3.1. A disciplina constitucional da educação

A Constituição de 1998 é reconhecidamente uma Carta de perfil analítico, disciplinando com relativa minúcia temas que normalmente são deixados para a legislação infraconstitucional. No que toca à educação, essa característica do texto constitucional ganha ainda mais intensidade, tendo-se conferido especial sede ao direito em questão, quando comparado com outros de semelhante índole.

O art. 6o da CR/88 qualifica o direito à educação como um direito social: 

Art. 6º São direitos sociais a educação, a saúde, a alimentação, o trabalho, a moradia, o transporte, o lazer, a segurança, a previdência social, a proteção à maternidade e à infância, a assistência aos desamparados, na forma desta Constituição.   (Redação dada pela Emenda Constitucional nº 90, de 2015)

Além de conferir essa especial natureza ao direito à educação, o texto constitucional também contém diversas outras referências que lhe tocam diretamente, as quais, compreendidas no seu conjunto, permitem formar seguro juízo quanto à destacada atenção atribuída ao tema pelo Poder Constituinte. Conforme art. 7o, IV, da CR88, “São direitos dos trabalhadores urbanos e rurais, além de outros que visem à melhoria de sua condição social (...) salário mínimo, fixado em lei, nacionalmente unificado, capaz de atender a suas necessidades vitais básicas e às de sua família com moradia, alimentação, educação (...)”. O art. 205, a seu turno, dispõe que “A educação, direito de todos e dever do Estado e da família, será promovida e incentivada com a colaboração da sociedade, visando ao pleno desenvolvimento da pessoa, seu preparo para o exercício da cidadania e sua qualificação para o trabalho”. O art. 208 assegura a gratuidade da “educação básica obrigatória” (inciso I) e determina a “progressiva universalização do ensino médio gratuito” (inciso II).

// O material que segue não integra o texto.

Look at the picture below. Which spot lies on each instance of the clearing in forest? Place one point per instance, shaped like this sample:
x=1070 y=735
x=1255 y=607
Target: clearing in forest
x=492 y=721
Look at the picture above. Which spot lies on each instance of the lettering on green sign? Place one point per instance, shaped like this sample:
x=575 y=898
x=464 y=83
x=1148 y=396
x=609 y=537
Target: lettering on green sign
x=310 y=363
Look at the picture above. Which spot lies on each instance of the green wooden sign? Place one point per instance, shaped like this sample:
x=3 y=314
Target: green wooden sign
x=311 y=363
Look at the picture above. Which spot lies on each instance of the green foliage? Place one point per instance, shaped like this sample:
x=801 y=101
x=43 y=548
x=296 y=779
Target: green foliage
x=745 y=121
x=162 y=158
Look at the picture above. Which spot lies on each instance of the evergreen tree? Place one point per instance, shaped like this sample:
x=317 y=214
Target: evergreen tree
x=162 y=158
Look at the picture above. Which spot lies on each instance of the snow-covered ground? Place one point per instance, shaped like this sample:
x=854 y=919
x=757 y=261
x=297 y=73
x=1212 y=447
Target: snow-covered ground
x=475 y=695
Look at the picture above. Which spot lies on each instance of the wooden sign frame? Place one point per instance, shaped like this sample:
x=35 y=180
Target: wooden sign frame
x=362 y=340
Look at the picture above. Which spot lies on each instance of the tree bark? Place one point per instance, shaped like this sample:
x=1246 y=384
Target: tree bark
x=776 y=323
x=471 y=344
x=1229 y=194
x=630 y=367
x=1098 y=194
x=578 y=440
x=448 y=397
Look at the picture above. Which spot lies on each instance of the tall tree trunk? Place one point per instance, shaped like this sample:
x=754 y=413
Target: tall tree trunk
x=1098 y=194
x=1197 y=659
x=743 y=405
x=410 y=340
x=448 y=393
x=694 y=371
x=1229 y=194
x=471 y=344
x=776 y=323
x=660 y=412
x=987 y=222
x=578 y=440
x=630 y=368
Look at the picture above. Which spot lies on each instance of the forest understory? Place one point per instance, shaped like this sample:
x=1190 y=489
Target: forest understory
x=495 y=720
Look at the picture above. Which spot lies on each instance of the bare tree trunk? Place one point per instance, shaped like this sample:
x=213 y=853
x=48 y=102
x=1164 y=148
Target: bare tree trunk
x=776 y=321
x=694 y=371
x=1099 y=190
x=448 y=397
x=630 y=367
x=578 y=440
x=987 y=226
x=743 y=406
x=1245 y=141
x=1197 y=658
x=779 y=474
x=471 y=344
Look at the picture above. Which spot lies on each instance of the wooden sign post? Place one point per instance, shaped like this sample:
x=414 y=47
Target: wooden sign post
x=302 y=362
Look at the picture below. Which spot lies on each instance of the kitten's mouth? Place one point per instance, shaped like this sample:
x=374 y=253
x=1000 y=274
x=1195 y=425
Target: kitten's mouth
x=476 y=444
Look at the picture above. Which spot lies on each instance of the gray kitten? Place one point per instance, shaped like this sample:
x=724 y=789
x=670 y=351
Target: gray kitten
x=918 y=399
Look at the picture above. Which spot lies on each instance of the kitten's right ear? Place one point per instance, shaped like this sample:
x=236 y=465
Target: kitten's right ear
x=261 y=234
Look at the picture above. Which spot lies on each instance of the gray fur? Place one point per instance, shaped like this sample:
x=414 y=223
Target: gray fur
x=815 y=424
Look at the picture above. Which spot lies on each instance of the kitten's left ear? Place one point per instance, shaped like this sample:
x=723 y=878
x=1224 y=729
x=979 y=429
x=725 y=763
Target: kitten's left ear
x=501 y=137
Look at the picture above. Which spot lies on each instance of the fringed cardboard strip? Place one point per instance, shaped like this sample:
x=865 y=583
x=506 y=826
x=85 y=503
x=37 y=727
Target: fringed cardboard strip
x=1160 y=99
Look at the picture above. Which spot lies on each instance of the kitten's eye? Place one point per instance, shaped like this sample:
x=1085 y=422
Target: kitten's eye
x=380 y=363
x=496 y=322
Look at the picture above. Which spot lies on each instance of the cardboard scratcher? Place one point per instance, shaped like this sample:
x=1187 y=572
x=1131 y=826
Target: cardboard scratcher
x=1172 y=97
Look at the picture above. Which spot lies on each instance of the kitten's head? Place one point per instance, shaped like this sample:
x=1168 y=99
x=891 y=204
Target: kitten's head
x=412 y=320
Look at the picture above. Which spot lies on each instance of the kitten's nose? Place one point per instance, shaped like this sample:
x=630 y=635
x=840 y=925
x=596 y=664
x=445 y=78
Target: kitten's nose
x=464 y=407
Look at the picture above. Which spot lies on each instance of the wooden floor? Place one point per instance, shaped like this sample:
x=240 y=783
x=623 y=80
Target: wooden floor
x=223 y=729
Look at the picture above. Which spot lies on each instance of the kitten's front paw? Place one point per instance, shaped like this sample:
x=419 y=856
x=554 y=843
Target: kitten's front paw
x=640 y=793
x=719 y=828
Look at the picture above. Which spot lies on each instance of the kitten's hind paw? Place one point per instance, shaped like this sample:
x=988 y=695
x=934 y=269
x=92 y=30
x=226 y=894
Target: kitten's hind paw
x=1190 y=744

O parágrafo primeiro desse mesmo artigo estabelece que “O acesso ao ensino obrigatório e gratuito é direito público subjetivo”. De igual modo, também restou fixado que “A União aplicará, anualmente, nunca menos de dezoito, e os Estados, o Distrito Federal e os Municípios vinte e cinco por cento, no mínimo, da receita resultante de impostos, compreendida a proveniente de transferências, na manutenção e desenvolvimento do ensino” (art. 212). 

O direito à educação, quando comparado com outros direitos sociais, foi objeto de uma atenção especial por parte da Constituição, dada a minúcia com a qual se dedicou a tema, traçando balizas mais estreitas para a atuação do Estado e reforçando, no que tange ao ensino obrigatório e gratuito, a previsão de que se trata de um direito subjetivo do particular. Vê-se que, quanto ao direito à educação, o arcabouço normativo desenhado pelo Poder Constituinte contém algumas indicações que podem ser muito importantes para se construir interpretativamente o núcleo mínimo desse direito, o que, como se verá mais adiante, terá consequências importantes para o fim de eventualmente caracterizar esses gastos do contribuinte (com educação) como integrante da classe “certas saídas”, isto é, como dedutíveis (ou não) da base de cálculo do imposto sobre a renda.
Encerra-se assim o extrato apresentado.